Honestly, if you say it four more times, I’m sure someone will respond.
Tucker spilled his apple juice.
“I did that on not purpose.”
Here are some paper towels for the on not purpose.
Tyler left the table to go to the bathroom.
He came back while half of us were on our knees under the table, sopping up apple juice.
He entered the kitchen with great grandeur, and in his best voice of a radio personality, he announced, “Tonight on Tyler Chat, we are inventing Toilets!”
At this point, I doubled over in laughter.
I leaned over my chair, wordless with exhaustion laughter. It’s what I do when there’s nothing left to do.
The boys saw this as an opportunity for their standup comedy routines.
And then I had to explain to the boys:
Just because mommy’s laughing doesn’t mean I’m happy.
Spare me the silly.
Somewhere in there, all of us adults lost our vocabulary.
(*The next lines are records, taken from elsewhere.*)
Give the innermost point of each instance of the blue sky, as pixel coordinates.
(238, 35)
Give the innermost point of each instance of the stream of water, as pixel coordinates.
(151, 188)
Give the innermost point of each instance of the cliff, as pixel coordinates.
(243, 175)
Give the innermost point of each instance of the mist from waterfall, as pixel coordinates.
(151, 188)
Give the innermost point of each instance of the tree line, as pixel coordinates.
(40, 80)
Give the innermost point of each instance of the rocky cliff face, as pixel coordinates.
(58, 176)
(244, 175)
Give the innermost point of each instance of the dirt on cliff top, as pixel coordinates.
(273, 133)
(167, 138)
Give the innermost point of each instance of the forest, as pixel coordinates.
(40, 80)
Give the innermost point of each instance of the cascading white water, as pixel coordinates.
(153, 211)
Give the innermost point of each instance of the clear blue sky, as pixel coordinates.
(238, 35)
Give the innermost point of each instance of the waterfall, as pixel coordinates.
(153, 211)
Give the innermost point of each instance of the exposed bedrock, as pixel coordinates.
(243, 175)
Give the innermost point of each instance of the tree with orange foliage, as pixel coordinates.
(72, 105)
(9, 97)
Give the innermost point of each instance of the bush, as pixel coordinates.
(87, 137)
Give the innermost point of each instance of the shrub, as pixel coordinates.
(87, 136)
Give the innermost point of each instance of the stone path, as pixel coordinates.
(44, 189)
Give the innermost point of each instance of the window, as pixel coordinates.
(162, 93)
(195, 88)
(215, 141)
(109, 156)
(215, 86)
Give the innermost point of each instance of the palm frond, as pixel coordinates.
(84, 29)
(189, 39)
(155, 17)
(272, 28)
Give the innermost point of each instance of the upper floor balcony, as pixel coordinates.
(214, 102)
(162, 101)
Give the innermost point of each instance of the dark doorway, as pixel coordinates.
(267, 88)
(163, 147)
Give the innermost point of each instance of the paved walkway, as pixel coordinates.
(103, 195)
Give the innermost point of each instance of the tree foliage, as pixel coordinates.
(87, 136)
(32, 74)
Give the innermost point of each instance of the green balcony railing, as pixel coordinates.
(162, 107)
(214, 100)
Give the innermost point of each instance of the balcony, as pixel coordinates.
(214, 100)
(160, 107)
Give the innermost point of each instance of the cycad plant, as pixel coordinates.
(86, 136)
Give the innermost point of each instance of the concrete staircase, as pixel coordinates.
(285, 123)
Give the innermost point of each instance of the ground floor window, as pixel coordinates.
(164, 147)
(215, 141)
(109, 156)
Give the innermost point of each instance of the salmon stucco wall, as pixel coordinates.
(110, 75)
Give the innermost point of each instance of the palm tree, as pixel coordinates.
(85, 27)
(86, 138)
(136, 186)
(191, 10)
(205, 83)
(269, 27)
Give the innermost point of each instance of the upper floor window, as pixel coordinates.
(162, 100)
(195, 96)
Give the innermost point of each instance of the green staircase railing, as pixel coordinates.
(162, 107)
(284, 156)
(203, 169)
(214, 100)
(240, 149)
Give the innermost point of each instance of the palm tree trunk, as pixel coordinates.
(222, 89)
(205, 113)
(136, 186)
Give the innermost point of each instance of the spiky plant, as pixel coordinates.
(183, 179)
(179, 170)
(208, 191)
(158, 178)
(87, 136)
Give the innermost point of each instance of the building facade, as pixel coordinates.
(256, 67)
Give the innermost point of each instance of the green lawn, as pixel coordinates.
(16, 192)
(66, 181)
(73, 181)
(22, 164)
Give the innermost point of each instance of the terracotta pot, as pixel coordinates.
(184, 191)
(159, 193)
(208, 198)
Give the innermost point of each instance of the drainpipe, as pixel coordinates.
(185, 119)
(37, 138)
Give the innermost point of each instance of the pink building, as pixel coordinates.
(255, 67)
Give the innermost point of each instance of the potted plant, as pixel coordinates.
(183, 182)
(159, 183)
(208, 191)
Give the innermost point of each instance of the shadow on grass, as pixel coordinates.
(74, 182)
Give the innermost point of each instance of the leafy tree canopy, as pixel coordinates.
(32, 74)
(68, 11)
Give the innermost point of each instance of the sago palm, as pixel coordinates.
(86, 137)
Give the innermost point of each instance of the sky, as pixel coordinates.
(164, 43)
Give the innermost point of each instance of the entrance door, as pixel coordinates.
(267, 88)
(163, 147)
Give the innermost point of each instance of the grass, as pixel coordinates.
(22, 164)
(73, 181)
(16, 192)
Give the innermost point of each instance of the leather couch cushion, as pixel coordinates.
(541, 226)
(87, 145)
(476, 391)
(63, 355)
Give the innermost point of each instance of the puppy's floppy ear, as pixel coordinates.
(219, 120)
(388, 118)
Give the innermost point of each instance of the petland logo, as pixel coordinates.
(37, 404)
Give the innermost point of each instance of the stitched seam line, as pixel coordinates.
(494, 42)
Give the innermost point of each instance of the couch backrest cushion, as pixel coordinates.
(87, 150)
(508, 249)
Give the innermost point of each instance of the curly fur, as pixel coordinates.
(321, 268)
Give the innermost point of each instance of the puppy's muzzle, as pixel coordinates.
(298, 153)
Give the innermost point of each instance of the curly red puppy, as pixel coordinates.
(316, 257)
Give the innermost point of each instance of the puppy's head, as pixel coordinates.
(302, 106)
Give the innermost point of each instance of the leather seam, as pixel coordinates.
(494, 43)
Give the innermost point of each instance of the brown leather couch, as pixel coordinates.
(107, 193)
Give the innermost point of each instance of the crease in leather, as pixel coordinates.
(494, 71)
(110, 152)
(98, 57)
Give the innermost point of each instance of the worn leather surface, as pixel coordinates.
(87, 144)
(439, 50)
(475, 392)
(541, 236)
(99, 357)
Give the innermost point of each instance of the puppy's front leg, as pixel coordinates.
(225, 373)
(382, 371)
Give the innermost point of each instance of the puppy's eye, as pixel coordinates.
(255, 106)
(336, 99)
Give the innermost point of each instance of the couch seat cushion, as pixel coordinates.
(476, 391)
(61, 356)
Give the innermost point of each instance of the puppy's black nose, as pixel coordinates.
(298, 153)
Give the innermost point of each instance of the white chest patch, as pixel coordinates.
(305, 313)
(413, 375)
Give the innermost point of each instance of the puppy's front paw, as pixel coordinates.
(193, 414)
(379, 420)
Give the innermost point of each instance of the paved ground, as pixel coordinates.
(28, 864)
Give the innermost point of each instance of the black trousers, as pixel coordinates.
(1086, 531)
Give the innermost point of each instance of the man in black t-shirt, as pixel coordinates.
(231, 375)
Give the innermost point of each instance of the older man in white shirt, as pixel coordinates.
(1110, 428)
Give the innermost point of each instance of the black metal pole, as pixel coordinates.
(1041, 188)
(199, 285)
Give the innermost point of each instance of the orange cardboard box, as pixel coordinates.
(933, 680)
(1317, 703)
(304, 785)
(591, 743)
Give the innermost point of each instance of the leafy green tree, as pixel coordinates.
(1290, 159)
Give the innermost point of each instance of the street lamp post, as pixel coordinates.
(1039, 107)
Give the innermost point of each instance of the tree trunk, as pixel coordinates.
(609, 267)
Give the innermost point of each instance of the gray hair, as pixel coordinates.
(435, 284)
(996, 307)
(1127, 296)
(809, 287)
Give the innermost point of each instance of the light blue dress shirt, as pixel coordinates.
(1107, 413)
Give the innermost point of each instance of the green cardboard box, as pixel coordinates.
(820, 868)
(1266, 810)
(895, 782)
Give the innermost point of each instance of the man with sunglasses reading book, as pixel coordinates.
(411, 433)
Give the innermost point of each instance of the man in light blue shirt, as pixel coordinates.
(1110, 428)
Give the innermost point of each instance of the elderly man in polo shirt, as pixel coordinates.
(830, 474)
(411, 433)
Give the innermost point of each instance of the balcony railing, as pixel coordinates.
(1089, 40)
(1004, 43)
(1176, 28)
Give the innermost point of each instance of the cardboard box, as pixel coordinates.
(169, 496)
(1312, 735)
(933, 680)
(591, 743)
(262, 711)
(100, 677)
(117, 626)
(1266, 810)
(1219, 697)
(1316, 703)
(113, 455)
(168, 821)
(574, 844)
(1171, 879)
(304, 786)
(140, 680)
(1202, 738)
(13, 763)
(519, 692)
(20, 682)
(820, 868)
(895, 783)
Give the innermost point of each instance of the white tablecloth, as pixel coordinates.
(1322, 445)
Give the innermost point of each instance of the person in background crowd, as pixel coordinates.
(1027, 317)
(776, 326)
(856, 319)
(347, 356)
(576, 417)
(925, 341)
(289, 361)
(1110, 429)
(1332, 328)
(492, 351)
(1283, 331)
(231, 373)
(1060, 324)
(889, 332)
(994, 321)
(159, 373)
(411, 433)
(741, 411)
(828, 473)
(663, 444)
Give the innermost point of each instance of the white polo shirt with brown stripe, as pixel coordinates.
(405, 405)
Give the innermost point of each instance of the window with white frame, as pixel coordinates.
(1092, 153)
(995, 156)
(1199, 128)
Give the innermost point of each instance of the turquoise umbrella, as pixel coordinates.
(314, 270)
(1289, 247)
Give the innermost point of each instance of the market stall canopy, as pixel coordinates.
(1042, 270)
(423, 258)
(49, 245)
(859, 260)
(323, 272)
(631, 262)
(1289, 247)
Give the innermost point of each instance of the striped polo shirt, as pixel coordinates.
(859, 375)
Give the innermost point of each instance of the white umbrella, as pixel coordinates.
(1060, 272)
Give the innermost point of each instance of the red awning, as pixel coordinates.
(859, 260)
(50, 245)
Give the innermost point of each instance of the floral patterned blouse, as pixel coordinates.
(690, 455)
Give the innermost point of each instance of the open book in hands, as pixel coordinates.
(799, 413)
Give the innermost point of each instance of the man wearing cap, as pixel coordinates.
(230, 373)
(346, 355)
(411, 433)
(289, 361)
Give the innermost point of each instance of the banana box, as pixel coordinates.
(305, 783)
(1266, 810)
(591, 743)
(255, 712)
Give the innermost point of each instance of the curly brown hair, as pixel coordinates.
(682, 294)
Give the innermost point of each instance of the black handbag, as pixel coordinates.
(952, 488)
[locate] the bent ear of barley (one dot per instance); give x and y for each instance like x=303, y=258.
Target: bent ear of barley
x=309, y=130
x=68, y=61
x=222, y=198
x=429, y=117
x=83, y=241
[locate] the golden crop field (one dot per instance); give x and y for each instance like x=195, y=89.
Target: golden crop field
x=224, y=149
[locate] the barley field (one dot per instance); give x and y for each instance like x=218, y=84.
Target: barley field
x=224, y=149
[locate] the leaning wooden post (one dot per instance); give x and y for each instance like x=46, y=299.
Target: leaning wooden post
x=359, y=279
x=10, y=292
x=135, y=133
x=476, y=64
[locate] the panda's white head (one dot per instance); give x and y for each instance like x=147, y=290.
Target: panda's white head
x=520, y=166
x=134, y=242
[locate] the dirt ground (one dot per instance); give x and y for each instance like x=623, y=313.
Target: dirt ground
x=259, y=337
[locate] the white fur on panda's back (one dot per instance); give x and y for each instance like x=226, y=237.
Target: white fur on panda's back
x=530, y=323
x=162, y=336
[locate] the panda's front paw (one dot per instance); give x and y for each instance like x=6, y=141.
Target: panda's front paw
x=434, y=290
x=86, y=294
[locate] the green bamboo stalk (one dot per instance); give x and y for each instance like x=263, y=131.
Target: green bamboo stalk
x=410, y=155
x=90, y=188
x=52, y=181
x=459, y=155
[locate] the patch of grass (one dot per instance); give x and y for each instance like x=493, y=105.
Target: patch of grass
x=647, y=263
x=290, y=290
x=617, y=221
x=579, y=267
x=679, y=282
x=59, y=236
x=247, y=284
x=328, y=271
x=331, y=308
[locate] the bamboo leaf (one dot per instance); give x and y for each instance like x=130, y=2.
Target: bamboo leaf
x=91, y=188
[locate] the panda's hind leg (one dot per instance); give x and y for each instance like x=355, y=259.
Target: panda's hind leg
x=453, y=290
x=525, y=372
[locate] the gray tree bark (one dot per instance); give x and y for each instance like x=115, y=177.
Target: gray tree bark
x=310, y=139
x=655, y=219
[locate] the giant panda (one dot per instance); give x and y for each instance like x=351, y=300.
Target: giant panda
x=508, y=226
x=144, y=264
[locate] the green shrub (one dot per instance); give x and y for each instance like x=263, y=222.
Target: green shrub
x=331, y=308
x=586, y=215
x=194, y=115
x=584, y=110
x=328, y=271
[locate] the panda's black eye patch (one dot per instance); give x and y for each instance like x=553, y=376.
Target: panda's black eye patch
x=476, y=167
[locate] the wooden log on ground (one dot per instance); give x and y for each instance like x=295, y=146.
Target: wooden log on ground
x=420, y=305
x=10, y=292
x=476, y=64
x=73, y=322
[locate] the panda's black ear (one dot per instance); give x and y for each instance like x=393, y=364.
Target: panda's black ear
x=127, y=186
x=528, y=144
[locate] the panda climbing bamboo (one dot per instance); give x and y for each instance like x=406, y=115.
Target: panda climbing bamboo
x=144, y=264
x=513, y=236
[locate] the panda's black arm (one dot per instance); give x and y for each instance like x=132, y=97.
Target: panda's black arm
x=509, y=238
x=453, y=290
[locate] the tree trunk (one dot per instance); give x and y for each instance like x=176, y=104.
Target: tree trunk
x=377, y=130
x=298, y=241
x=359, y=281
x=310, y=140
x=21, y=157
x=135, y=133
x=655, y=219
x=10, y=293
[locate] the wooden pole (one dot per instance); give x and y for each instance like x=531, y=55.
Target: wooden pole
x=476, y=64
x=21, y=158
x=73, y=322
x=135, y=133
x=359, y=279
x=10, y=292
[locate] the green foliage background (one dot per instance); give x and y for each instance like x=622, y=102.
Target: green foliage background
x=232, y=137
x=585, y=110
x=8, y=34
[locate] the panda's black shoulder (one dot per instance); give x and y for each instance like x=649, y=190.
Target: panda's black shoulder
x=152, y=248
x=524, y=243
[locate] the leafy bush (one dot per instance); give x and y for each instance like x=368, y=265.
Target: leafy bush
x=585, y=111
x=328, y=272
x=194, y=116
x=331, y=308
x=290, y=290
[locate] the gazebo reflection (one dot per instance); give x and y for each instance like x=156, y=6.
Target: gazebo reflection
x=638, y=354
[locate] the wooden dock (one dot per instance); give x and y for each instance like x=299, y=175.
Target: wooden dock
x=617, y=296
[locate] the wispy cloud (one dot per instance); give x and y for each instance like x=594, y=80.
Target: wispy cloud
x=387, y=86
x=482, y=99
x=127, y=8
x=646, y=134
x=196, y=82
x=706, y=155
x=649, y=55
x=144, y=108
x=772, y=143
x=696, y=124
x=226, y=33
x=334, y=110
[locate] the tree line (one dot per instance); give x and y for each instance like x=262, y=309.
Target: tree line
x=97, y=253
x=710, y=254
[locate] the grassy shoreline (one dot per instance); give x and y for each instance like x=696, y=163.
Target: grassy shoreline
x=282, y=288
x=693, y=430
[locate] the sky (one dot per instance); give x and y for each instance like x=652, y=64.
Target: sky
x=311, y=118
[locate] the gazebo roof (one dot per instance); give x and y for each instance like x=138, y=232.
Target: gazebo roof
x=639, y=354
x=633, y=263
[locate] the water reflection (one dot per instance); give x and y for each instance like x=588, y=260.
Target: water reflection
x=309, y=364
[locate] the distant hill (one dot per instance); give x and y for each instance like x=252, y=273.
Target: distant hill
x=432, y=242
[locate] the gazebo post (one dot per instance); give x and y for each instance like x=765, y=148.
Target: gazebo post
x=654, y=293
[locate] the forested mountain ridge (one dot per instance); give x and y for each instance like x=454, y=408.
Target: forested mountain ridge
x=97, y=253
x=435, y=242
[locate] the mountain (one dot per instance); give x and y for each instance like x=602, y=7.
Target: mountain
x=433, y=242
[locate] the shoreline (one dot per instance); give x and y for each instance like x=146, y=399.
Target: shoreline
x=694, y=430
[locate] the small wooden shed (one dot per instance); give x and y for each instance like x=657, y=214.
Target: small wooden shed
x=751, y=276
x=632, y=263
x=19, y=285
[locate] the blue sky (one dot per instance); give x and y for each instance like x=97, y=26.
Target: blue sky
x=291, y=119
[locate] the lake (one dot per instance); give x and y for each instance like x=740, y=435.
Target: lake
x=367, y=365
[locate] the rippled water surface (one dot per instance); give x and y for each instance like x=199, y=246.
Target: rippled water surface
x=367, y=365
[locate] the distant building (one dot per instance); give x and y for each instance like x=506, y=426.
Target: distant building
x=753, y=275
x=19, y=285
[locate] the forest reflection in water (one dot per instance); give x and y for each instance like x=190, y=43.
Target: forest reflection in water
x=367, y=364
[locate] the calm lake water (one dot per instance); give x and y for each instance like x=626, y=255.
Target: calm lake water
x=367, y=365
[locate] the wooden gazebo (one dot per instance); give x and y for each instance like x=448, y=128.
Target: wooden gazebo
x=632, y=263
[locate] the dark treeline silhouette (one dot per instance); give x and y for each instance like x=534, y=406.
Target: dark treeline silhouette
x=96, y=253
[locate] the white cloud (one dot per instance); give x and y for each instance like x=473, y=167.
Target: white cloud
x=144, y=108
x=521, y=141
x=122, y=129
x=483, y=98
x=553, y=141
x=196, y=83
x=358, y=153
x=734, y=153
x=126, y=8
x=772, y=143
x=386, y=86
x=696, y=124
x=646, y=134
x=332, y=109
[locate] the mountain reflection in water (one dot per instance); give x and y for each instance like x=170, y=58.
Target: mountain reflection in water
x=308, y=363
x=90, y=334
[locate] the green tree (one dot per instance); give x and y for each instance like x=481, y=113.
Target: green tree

After Tucker’s spill, Dad offered him a CapriSun but could only manage to describe it as ‘a packet of liquid.’
I asked for the ketchup, by pointing across the table and saying, “Red.”
I asked for diet Pepsi, in the same fashion. “Brown.”
That might be about it.
Except, remember those clothes I was sorting in lieu of springtime?
Someone scooped them off the floor and into the hamper.
(They cannot do this with their dirty clothes, but they can do it with my spring cleaning.)
Robb would say, “I am bed ready for early this morning.”
All I can say is: Me. Bed. Now. Go. Purple.